| > >completed successfully (AFAIK) except for one
> >endless/infinite loop on an image (actually a 404 error)
>
> Two reasons:
> - the server stpidely replies with a 200 ('OK, page
found')
> message instead of a 404 message, as requested by the RFC
Yes, I see that. This is also clear from looking at the
new.txt file (which I must add is a very useful tool). I
know this issue has popped up before, I think on a few
sites I was working on months ago.
> - httrack still sees in the fake 404 page the code:
>
> // preload images to be placed in tooltip
> // place your images in this array
> var imgAr = new Array(
> 'images/sm-duck.gif'
> );
>
> .. and attempt to fetch again and again the file.
>
> I will try to find a way to avoid this, but the problem
is
> not trivial..
Indeed...how to deal with broken servers is definitely a
problem...if only things would follow the RFCs on things.
Anyhow, from looking at the NEW.TXT, I observed something
that may be a (partial) solution: the broken server
returned a text/html MIME type for the sm-duck.gif file,
while it returned normal image/gif MIME types for various
other gif files it served up. It did the same thing
(text/html MIME) for the PDF document too. On working
servers, I presume the mime types match up better.

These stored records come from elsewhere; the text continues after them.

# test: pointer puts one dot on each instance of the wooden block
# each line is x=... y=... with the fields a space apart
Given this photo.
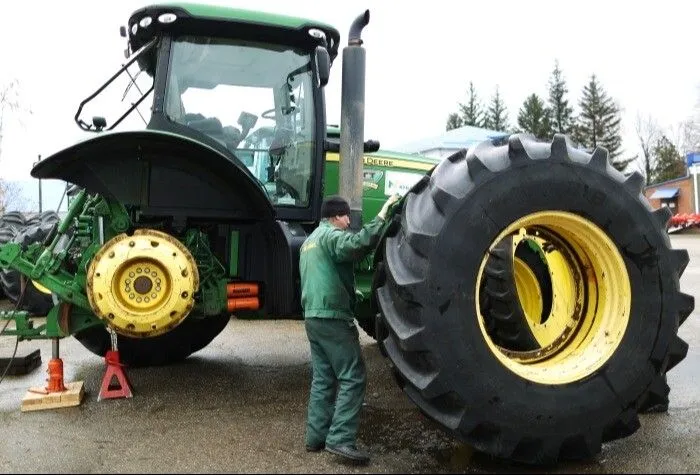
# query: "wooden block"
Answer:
x=37 y=398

Perhaps by watching for major MIME type/file extension
clashes (like text/html with an obvious image file
image.jpg/.gif/.png/.bmp) (or text/html with an obvious non-
text file like PDF, images, XLS, PS, etc.) HTTrack can
detect 'potentially troublesome' links. The test would be
to compare the advertised MIME type with the file type
given by the file extension taken from the URL. This would
be in addition to the current Check Document type used to
identify the result of a CGI whether it gives HTML, GIF,
etc. output.
Then, if a link is considered 'potentially troublesome' a
text search for strings '404', 'not', and 'found' could be
done on the page at that link.
Alternatively, links flagged as 'potentially troublesome'
could be added to a list the user must double check and
override if they want the link to download anyway.
Yet another workaround is figuring out a way to detect
infinite loops. I don't have an algorithm for doing
that...yet... | |